A cette occasion, il a toutefois transmis les documents scientifiques relatifs

à l'objet no 304 de l'inventaire des zones alluviales d'importance nationales en

relevant que, selon le document "carte des utilisations et

atteintes", les ports et places d'amarrage constituaient des atteintes au

biotope protégé.

K.

La Conservation de la nature a déposé

des observations finales le 3 avril 2006.

L.

Le 13 avril 2006, les recourants ont

encore précisé que la passerelle était utilisée uniquement durant l'été afin

d'accéder au lac pour s'y baigner en indiquant qu'il n'était plus possible

d'accéder à la passerelle avec des bateaux.

Considérants

1.

a) La passerelle litigieuse a été autorisée sur la base de

l'art. 83 al. 2 du règlement d'application de la loi du 5 septembre 1944 sur

l'utilisation des lacs et cours d'eau dépendant du domaine public (RLLC; RSV

731.01

) qui prévoit que le département peut autoriser des "installations

temporaires, ou peu importantes, entre autres (...) les petites constructions

nautiques". Selon l'art. 84 al. 2 RLLC, l'autorisation du département est

accordée à bien plaire et elle est révocable en tout temps. Ainsi que le

Tribunal administratif et le Tribunal fédéral l'ont relevé, ceci ne signifie

pas que l'autorité dispose d'une entière liberté ou d'un pouvoir discrétionnaire

: le retrait de l'autorisation doit être motivé par des considérations

pertinentes d'intérêt public (cf. arrêt du Tribunal fédéral du 21 septembre

2005.

consid. 3.2. et références). Dans son arrêt du 21 septembre 2005, le Tribunal

fédéral a précisé que cette pesée des intérêts n'était pas incompatible avec

les règles des art. 6 et 18 et ss de la loi fédérale du 1er juillet

1966.

sur la protection de la nature (LPN) relatives à la protection des objets

inscrits dans les inventaires fédéraux et à la protection des biotopes en

général, en relevant que ces dispositions n'exigent pas par principe la

suppression des installations existantes dans une roselière lacustre qualifiée

de biotope d'importance nationale. Le Tribunal fédéral en a déduit que, pour se

prononcer sur la nécessité de supprimer l'installation litigieuse, il fallait

connaître, au moins de manière sommaire, les caractéristiques du biotope et les

risques liés au maintien de cette installation.

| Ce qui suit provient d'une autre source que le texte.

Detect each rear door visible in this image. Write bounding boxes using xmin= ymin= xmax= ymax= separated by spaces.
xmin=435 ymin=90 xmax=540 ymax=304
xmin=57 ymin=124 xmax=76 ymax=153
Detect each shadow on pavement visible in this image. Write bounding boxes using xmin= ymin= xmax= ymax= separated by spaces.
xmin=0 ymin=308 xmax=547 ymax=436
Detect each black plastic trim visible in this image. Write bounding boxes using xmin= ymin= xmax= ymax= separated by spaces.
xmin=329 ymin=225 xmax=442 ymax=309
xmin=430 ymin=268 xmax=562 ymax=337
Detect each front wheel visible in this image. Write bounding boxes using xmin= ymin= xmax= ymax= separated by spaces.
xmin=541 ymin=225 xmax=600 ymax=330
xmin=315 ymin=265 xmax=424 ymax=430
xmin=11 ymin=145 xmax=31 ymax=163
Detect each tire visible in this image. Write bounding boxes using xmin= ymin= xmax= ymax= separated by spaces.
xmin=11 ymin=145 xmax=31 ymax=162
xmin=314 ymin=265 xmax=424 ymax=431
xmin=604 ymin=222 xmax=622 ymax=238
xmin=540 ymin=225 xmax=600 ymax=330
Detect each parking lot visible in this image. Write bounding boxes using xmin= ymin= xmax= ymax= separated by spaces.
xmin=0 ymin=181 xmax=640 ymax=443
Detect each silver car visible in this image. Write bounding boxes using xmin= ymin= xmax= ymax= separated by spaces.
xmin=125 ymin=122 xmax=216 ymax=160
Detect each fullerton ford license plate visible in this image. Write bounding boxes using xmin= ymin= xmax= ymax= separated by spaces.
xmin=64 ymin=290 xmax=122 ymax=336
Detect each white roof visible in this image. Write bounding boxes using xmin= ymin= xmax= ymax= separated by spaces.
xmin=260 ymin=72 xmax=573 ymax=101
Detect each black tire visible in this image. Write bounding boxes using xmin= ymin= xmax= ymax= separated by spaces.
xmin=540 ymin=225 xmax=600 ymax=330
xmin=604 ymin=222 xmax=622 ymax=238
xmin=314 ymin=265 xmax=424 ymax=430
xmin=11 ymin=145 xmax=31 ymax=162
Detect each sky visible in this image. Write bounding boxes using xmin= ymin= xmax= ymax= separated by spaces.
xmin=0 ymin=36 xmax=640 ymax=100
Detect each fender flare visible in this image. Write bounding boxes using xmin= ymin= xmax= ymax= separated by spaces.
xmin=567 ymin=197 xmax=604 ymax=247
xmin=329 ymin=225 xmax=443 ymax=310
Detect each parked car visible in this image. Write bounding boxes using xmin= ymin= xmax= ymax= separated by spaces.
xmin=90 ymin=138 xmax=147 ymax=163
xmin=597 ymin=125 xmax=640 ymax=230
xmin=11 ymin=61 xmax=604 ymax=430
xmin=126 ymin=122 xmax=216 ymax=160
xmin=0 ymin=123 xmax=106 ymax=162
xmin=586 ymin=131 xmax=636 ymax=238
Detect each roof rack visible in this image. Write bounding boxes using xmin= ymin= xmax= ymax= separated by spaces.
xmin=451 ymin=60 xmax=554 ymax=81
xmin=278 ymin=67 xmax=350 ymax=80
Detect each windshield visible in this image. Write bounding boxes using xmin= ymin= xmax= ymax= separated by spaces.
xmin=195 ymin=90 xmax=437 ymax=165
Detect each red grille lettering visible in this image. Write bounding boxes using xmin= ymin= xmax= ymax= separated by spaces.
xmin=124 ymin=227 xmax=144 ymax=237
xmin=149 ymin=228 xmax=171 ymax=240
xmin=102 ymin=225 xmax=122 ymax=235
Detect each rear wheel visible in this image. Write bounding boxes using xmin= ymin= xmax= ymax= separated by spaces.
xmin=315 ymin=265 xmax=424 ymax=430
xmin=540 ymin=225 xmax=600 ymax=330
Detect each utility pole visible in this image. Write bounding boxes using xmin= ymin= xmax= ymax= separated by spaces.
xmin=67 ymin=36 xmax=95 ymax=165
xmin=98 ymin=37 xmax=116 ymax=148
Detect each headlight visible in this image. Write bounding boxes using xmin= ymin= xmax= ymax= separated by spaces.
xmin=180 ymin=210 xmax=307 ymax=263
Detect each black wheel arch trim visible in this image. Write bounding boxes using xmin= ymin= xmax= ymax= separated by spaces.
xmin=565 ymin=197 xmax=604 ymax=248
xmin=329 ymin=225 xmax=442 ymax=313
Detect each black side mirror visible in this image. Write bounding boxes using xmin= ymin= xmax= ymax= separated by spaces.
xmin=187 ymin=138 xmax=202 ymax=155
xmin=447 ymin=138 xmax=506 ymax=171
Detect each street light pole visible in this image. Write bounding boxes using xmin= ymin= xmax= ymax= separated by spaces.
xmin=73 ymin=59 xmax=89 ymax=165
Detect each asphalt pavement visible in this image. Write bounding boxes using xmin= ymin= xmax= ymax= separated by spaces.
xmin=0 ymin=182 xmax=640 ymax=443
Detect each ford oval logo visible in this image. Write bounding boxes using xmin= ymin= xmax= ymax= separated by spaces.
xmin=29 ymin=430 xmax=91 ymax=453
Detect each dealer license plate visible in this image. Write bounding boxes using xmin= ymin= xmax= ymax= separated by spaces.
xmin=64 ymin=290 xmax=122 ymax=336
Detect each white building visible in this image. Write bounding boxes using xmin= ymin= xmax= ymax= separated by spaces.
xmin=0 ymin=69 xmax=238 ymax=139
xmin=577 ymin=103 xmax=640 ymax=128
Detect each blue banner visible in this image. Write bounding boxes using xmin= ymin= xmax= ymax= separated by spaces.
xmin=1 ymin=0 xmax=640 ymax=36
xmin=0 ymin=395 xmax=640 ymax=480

b) aa) Il n'est pas contesté que la passerelle

litigieuse traverse l'objet no 304 de l'inventaire des zones alluviales

d'importance nationale, soit plus particulièrement la roselière qui s'est créée

à l'embouchure du canal de la Broye dans le lac de Morat. Il est également

établi qu'on est en présence d'un biotope de valeur puisque celui-ci a été identifié

comme d'importance nationale par son inscription à l'inventaire fédéral des

zones alluviales d'importance nationale. Pour ce qui est de l'impact de la

passerelle sur ce biotope, des atteintes ont été relevées aussi bien par l'office

fédéral spécialisé (OFEV) que par le service cantonal spécialisé (Conservation

de la nature). Dans des observations déposées le 29 novembre 2004 devant le

Tribunal fédéral, l'OFEV relève ainsi que la passerelle constitue un élément

étranger dans la roselière, d'une part en portant atteinte à l'intégrité de

l'objet, d'autre part, en créant un effet de coupure dans l'ensemble du système

alluvial (végétation). L'Office fédéral relève également que l'utilisation de

la passerelle peut être une source de dérangement pour les oiseaux nicheurs. Il

en déduit que sa suppression correspond bien à un intérêt public prépondérant.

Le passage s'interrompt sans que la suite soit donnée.